T. T. M. : Les APE sont censés être des accords favorables au développement réciproque, compatibles avec les principes de l’Organisation mondiale du commerce. À ce jour, ces accords ont été conclus pour l’East African Community (EAC), la SADC (Southern African Development Community) et l’Afrique de l’Ouest, alors qu’ils sont en cours dans l’Eastern and Sourthern Africa (ESA) et la CEMAC. Le Cameroun, le Zimbabwe, les Seychelles, Maurice, Madagascar et la Côte d’Ivoire ont, eux, signé des APE intérimaires. Concernant une population de 508 millions d’Européens et de 1,1 milliard d’Africains, les APE peuvent constituer un partenariat important pour l’UE et l’Afrique, si les contraintes liées à l’offre comme la capacité de production et les questions sur les mesures sanitaires et phytosanitaires sont abordées. La question du financement du développement est également essentielle pour les Africains. Si ces défis ne sont pas relevés, les avantages des APE pourraient ne pas se concrétiser. Afin de donner la priorité à l’intégration continentale (CFTA), les États membres de l’UA doivent prendre des mesures pour aligner la mise en œuvre des APE à l’agenda continental. La Commission de l’Union africaine tient à ce que les APE signés n’aient aucun impact négatif sur l’industrialisation et l’agenda de l’intégration africaine. Nous discutons avec nos homologues de la Commission européenne, conformément à la déclaration et à la feuille de route adoptées en 2014 lors du sommet UE-Afrique tenu à Bruxelles, pour discuter de cette question, ainsi que d’autres sujets importants de notre coopération. Le mieux est de trouver le moyen de transformer la menace que pourraient constituer les APE en une opportunité tangible pour l’Afrique. Nous nous efforçons de chercher la meilleure voie à suivre avec tous les acteurs concernés.

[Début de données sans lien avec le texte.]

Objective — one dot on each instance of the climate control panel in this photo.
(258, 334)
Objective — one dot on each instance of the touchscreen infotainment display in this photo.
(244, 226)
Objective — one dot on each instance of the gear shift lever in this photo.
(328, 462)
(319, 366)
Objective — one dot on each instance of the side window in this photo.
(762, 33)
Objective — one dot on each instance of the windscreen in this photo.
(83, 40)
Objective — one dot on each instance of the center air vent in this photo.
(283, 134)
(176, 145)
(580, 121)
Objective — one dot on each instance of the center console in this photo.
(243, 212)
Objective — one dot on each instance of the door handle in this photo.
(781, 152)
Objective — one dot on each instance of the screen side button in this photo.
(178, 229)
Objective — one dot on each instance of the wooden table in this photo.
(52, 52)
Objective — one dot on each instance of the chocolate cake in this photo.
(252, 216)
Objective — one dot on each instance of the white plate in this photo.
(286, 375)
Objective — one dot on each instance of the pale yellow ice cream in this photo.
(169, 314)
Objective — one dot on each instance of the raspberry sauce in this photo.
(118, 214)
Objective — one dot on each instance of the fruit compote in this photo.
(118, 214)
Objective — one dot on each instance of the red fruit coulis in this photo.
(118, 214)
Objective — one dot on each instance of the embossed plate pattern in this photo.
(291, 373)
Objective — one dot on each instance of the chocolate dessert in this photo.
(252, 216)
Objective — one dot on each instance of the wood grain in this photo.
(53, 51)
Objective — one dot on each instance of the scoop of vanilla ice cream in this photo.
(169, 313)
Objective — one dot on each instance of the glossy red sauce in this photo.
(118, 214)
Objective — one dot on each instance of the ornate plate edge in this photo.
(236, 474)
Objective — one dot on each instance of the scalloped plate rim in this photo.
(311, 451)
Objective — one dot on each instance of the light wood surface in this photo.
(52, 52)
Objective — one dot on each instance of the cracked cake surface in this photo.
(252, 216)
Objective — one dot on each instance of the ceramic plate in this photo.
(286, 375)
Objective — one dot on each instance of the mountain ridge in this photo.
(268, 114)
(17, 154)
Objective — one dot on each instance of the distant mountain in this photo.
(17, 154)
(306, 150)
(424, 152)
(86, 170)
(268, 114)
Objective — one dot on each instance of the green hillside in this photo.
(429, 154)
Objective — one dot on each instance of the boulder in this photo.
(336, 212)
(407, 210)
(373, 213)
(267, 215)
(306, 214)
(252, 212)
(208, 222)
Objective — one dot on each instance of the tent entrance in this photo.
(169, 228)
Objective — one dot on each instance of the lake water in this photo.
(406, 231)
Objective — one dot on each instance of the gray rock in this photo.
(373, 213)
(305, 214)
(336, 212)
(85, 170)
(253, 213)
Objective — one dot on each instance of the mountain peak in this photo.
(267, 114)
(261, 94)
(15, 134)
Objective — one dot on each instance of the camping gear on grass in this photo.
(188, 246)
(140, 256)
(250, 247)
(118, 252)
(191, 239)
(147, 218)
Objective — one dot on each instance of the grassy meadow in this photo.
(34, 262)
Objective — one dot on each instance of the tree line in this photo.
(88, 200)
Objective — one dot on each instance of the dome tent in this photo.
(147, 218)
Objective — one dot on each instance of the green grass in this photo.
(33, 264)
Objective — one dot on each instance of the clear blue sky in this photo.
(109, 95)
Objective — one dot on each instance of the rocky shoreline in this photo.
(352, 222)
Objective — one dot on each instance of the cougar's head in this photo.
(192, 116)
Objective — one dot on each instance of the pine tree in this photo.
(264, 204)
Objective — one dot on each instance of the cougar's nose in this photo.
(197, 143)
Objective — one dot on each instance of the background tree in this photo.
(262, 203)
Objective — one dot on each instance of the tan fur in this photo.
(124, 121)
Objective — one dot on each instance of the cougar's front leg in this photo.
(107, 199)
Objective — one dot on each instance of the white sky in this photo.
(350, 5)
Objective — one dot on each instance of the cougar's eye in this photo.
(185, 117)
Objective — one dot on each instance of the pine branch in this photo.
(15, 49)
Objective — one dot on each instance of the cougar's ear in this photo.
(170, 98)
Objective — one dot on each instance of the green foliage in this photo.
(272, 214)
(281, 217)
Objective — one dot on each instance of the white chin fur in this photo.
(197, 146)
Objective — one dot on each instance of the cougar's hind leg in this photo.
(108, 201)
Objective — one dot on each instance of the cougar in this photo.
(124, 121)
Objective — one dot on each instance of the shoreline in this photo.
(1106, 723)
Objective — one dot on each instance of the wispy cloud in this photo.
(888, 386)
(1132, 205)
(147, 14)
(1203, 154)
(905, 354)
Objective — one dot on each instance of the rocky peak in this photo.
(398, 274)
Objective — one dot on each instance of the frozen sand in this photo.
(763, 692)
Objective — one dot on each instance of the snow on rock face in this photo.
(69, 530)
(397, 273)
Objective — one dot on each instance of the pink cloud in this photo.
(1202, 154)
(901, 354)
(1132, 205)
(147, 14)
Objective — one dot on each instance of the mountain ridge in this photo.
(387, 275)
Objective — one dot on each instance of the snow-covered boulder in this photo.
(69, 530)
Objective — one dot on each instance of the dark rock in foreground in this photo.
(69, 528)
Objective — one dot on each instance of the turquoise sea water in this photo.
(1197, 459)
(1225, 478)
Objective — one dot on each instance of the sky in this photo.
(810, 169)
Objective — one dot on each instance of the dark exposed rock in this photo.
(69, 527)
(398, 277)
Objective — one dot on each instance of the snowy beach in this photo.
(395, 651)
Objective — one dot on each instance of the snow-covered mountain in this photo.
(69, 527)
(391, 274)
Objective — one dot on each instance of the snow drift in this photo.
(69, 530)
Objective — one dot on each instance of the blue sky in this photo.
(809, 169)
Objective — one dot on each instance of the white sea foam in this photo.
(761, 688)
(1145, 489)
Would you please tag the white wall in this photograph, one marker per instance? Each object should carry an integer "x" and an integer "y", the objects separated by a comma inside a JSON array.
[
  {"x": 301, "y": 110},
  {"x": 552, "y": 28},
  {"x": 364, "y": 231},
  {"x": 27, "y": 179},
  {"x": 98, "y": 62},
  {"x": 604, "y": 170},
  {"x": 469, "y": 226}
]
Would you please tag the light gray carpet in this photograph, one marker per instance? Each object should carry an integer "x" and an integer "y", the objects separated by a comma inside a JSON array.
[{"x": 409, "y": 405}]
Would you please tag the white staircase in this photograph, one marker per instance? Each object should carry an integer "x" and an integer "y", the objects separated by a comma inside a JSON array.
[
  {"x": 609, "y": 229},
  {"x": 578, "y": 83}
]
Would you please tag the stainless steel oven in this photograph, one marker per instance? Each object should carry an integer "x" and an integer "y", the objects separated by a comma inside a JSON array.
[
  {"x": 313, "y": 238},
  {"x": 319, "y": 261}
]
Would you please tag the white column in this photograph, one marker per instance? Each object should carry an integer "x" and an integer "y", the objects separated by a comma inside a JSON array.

Quelle relation l’Union africaine entretient-elle avec le secteur privé ?
T. T. M. : Le secteur privé joue un rôle clé dans l’intégration africaine. Au sein de chaque cadre de politique continentale, le secteur privé et la société civile jouent un rôle important dans l’élaboration des politiques continentales et dans leur mise en œuvre. Il existe de nombreux forums consultatifs où le secteur privé est engagé dans l’intégration continentale : le Forum du secteur privé africain, dont l’objectif est de promouvoir un secteur privé africain proactif et dynamique censé jouer un rôle important dans la dynamisation des économies africaines ; le Forum africain du commerce, une plateforme de réflexion et de discussion sur les progrès et les défis de l’intégration du marché continental ; le conseil africain des affaires, une plateforme continentale censée recueillir et intégrer les points de vue du secteur privé dans les processus de formulation des politiques continentales. D’autres efforts sont déployés pour trouver des mécanismes appropriés afin de collaborer étroitement avec le secteur privé à travers le continent.